Unnamed: 0_level_0,count
activity,Unnamed: 1_level_1
Farming,72955
General Store,64729
Personal Housing Expenses,32448
Food Production/Sales,28106
Agriculture,27023


Conclusion: Farming has the highest number of funded loans, followed by General Store.

**What is the most common use of loans among borrowers?**



In [112]:
#Calculate the number of loans per use and sort in descending order
loans_by_use_count = loans['use'].value_counts()

#Display the top 5 uses by loan count
display(loans_by_use_count.head())

Unnamed: 0_level_0,count
use,Unnamed: 1_level_1
to buy a water filter to provide safe drinking water for their family.,5217
to buy a water filter to provide safe drinking water for her family.,4082
To buy a water filter to provide safe drinking water for their family.,2141
to build a sanitary toilet for her family.,1708
to build a sanitary toilet for her family,1599


Conclusion: Most popular use of loan is to buy a water filter to provide safe drinking water for their family.

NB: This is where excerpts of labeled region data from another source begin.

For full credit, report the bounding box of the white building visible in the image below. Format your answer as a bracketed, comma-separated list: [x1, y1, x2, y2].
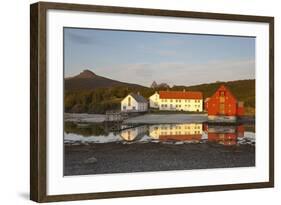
[149, 91, 203, 112]
[121, 93, 148, 112]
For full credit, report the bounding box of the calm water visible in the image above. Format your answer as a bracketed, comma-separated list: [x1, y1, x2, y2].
[64, 122, 255, 146]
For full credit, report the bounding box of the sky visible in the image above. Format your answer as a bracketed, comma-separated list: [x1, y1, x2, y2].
[64, 28, 255, 86]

**Which country received the most loan funding?**

In [113]:
countries_funded_amount_usd = loans.groupby('country')['funded_amount_usd'].mean().sort_values(ascending = False)
display(countries_funded_amount_usd.head())

Unnamed: 0_level_0,funded_amount_usd
country,Unnamed: 1_level_1
Cote D'Ivoire,50000.0
Mauritania,15000.0
Bhutan,7812.5
Afghanistan,7000.0
Puerto Rico,4409.191176


Conclusion: Cote D'Ivoire is more loan funded, followed by Mauritania, showing that countries with higher costs of living or developing financial sectors often receive larger loan amounts.

**Which sector received the highest loan amount?**

In [114]:
sectors_loan_amount_usd = round(loans.groupby(['sector'])['loan_amount_usd'].mean().sort_values(ascending=False))
display(sectors_loan_amount_usd.head())

Unnamed: 0_level_0,loan_amount_usd
sector,Unnamed: 1_level_1
Entertainment,1177.0
Wholesale,625.0
Education,500.0
Services,464.0
Construction,435.0


Conclusion: Entertainment sector is taking more loan, followed by Wholesale.

**Borrower Gender: Female VS Male**

In [115]:
loans['female_borrower_count']= loans.borrower_genders.apply(lambda x: str(x).split(', ').count('female'))
loans['male_borrower_count']= loans.borrower_genders.apply(lambda x: str(x).split(', ').count('male'))

In [116]:
borrowers_percent = dict()
borrowers_percent['female'] = 100*loans['female_borrower_count'].sum()/(loans['female_borrower_count'].sum() + loans['male_borrower_count'].sum())
borrowers_percent['male'] = 100*loans['male_borrower_count'].sum()/(loans['female_borrower_count'].sum() + loans['male_borrower_count'].sum())
print('Female borrowers percentage: {:.2f} %'.format(borrowers_percent['female']))
print('Male borrowers percentage: {:.2f} %'.format(borrowers_percent['male']))

Female borrowers percentage: 79.58 %
Male borrowers percentage: 20.42 %


Conclusion: Approximately 80% borrower are Female and approximately 20% borrowers are Male.